A 2012 protest joined by more than 1,000 settlers against then Felda chairman Tan Sri Isa Samad.
They demanded that Felda land be returned to the settlers, citing the precarious position of the 360,000 hectares of land due to the dismal performance of FGV shares.
“Even when FGV was launched, the government said this was going to make us richer”, one settler told Malaysian Insight. “But it’s made things worse.” Mazlan Aliman, the president of a smallholder advocacy group told Reuters this month that the mismanagement of Felda had “raised anger” among the settlers. “They see the government is not serious in addressing these issues, but instead try to cover up.”
Many of the smallholders Felda claims to represent have even accused it of stealing from them, by systematically under-pricing the fruit they are obliged to sell to it. Thousands have launched legal action against the company, in one case winning a multi-million dollar settlement.
The real anger felt by some Malaysian smallholders towards the EU is understandable, but misplaced. They are not responsible for the environmental damage cause by oil palm expansion. Smallholders, particularly those replanting old, established plantations like the Felda settlers, have an environmental footprint that pales in comparison to that of the large-scale, corporate plantations that dominate the industry.

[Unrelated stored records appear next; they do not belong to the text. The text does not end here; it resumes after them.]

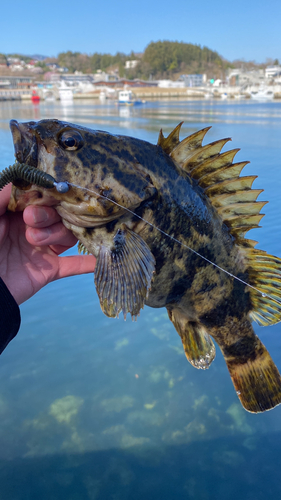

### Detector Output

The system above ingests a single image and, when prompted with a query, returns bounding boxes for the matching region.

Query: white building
[265,66,281,78]
[179,75,207,87]
[125,60,139,69]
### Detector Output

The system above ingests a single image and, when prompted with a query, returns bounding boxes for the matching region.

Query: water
[0,101,281,500]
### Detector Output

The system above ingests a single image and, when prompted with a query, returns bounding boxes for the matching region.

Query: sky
[0,0,281,62]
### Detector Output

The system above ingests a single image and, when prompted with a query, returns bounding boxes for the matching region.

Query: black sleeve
[0,278,21,354]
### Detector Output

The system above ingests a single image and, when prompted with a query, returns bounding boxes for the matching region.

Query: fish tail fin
[220,331,281,413]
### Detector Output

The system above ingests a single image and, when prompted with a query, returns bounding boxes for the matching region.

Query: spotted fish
[6,120,281,413]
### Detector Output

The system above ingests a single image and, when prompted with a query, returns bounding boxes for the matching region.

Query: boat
[117,90,145,106]
[31,90,40,104]
[251,87,274,101]
[59,82,73,102]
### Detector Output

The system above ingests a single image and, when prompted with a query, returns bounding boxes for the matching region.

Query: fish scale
[3,120,281,413]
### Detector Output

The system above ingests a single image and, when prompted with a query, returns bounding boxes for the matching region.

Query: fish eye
[59,130,84,151]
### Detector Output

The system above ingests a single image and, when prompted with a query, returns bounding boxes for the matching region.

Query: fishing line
[65,182,270,298]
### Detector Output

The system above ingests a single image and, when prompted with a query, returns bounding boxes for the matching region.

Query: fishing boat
[117,90,145,106]
[31,90,40,104]
[59,82,73,102]
[251,87,274,101]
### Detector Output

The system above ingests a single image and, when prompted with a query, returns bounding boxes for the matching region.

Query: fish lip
[10,120,38,168]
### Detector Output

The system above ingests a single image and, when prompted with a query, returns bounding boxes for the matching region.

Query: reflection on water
[0,100,281,500]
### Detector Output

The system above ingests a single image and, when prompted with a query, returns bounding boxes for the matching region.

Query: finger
[23,205,61,228]
[0,184,12,216]
[25,222,77,247]
[55,255,96,280]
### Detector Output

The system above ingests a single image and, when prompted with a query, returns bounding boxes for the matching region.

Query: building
[265,66,281,78]
[178,75,207,87]
[125,59,139,69]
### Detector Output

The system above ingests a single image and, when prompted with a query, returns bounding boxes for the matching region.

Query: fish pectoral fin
[218,332,281,413]
[95,224,155,319]
[78,241,90,255]
[168,309,216,370]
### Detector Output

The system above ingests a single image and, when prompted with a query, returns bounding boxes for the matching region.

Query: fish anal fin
[222,334,281,413]
[244,248,281,326]
[168,309,216,370]
[95,224,155,319]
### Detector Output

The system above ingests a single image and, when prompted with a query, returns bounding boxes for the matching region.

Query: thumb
[54,255,96,281]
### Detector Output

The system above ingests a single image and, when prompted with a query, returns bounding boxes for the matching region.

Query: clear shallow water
[0,101,281,500]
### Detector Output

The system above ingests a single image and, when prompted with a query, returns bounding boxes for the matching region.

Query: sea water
[0,100,281,500]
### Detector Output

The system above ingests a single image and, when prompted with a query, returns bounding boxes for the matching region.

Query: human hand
[0,185,96,304]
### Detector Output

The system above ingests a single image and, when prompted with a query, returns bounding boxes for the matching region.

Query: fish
[7,119,281,413]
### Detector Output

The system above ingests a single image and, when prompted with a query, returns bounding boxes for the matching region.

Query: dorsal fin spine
[158,122,267,249]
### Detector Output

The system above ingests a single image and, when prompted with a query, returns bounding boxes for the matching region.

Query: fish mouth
[10,120,38,168]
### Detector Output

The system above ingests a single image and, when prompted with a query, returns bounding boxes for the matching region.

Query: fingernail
[33,207,48,224]
[30,228,51,242]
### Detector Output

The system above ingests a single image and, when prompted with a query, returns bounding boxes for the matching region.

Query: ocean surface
[0,95,281,500]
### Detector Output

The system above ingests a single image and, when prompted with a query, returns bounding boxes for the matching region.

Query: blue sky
[0,0,281,62]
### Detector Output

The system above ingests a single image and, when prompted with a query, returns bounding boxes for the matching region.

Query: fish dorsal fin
[157,122,183,155]
[245,248,281,326]
[158,123,266,248]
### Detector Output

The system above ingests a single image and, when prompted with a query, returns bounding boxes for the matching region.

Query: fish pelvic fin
[161,123,267,247]
[214,322,281,413]
[168,309,216,370]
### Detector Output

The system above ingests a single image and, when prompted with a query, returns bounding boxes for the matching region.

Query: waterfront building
[178,74,207,87]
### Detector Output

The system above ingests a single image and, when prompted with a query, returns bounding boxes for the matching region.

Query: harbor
[0,65,281,104]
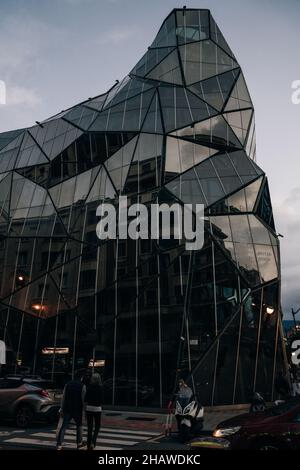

FGV subsidiary PT Temila Agro Abadi allegedly clearing peatland January 1, 2017 to April 22, 2017.
It is large corporations, draining peatlands and bulldozing and burning thousands of hectares of forest, that have forced the EU’s hand. In moving away from supporting farmers and into large-scale projects, Felda has joined their ranks. In April 2017, the NGO Aidenvironment published an analysis showing how Indonesian Felda subsidiary PT Temila Agro Abadi had cleared and begun draining hundreds of hectares of peatland. Just a year earlier, President Joko Widodo had issued an instruction banning the clearance of peat.
It is precisely these carbon-rich ecosystems, and the encroachment of plantation firms onto them, that have made the use of oil palm in renewable energies farcical. If it really wants to help smallholders, the Malaysian government would do better to rein in the destructive and corrupt practices of Felda than rail at the EU.